Dur d’agréger les bonnes volontés et les ambitions personnelles pour Paris. Les candidats de droite écartés des listes de Nathalie Kosciusko-Morizet à Paris semblent incapables de s’accorder pour mener une alternative unie face à la candidate officielle UMP. Une femme politique accusée de bien des maux: «Il y a des choses incompréhensibles dans sa gestion des listes parisiennes. Parachutée, on voit qu’elle s’est mal préparée à Paris, qu’elle en méconnaît le b.a-ba», lance un dissident sous couvert d’anonymat, avant de nuancer: «Elle modifiera ces listes jusqu’à la dernière minute, comme cela se fait toujours à Paris.
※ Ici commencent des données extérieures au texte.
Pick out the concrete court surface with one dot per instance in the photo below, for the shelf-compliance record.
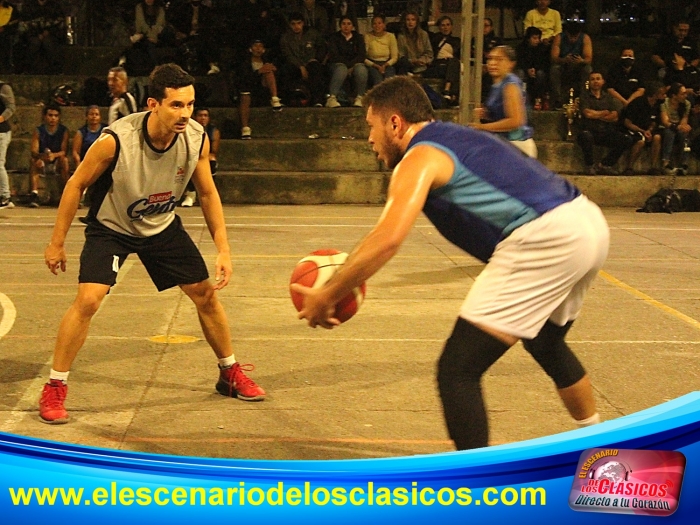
(365, 389)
Le rapport de force peut être encore en notre faveur».

Parmi ces figures de la droite dissidente, on retrouve notamment les troupes ex-UMP de Charles Beigbeder avec «Paris libéré», les centristes UDI largement issus des rangs du Nouveau Centre d’Hervé Morin avec «Renouveau pour Paris», et, de leur côté, les candidats «autonomes» Dominique Tibéri  (5e) ou Marie-Claire Carrère-Gée (14e). Mais entre dissidents, l’ambiance semble parfois électrique. En cause, la personnalité de Charles Beigbeder, qui se présente dans le 8e. «Trop perso, trop revanchard, trop brouillon, trop flambeur, impossible de s’associer avec lui», juge un candidat de l’est parisien. Nouer des alliances dans ce contexte semble de plus en plus compliqué.
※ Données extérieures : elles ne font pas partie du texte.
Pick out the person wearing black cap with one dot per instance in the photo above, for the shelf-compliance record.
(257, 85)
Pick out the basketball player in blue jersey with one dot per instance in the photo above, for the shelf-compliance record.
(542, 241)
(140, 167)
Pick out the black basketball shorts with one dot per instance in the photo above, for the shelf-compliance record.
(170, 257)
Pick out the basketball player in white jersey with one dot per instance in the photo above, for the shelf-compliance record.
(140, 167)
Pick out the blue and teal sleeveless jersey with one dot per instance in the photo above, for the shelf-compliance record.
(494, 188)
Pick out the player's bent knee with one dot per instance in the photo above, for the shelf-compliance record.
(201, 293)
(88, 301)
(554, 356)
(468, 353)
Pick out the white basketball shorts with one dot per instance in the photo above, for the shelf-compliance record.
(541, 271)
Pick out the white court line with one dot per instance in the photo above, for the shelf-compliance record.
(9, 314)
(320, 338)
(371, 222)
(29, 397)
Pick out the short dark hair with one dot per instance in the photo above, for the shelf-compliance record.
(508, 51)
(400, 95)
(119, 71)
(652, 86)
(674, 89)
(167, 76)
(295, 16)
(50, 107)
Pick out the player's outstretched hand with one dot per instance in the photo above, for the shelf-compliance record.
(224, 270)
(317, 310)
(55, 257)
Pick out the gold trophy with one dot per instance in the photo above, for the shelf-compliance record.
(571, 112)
«Amertumes» de candidats de la dissidence

«Concernant un accord avec Charles Beigbeder, nous aurons une réunion entre centristes mercredi et prendrons une décision soit dans la soirée, soit jeudi», explique Valérie Sachs, conseillère UDI de Paris (16e). «On devrait fédérer nos candidatures, mais l’idée de listes communes paraît difficile à mettre en place», ajoute-t-elle. Avant de souligner: «Dans mon arrondissement, l’image de Beigbeder est compatible, mais dans les arrondissements de l’est parisien, je comprends que cela ne soit pas très porteur…». En attendant, une union semble au point mort.
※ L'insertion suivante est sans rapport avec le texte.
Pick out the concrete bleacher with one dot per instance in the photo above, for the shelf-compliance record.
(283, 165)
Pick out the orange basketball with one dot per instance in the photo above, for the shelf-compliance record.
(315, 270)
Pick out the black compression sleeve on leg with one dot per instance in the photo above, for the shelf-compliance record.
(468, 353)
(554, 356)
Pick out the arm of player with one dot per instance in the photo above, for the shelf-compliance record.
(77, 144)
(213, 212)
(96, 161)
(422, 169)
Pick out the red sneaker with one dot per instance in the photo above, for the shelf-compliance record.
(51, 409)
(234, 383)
Atermoiements et ambitions contrariées, plusieurs candidats ont opté pour l’aventure en solo. Alors que Dominique Tibéri ou Marie-Claire Carrère-Gée œuvrent chacun de leur côté à leur campagne, Raoul Delamare (20e), qui a débuté sa campagne à la fin de l’été, se dit «serein» après la récente «normalisation» de sa candidature, au début de l’année. «Je ne peux plus être considéré comme un dissident, car dans mon arrondissement, une liste UMP et une liste UDI, que je représente, sont autorisées par nos instances nationales», explique l’homme.

Ce qui ne l’empêche pas de regretter l’impression brouillonne donnée par cette campagne à droite, entre candidats officiels et dissidents qui donnent de la voix. «Je comprends l’amertume de certains dissidents car il y a eu des modifications diverses et variées sur les listes, des gens qui ont été baladés d’un arrondissement à l’autre, des parachutés, un MoDem [associé aux listes de NKM] qui gagne le jackpot», déplore-t-il. Une «amertume» commune qui ne semble pourtant pas fonder un front uni anti-NKM.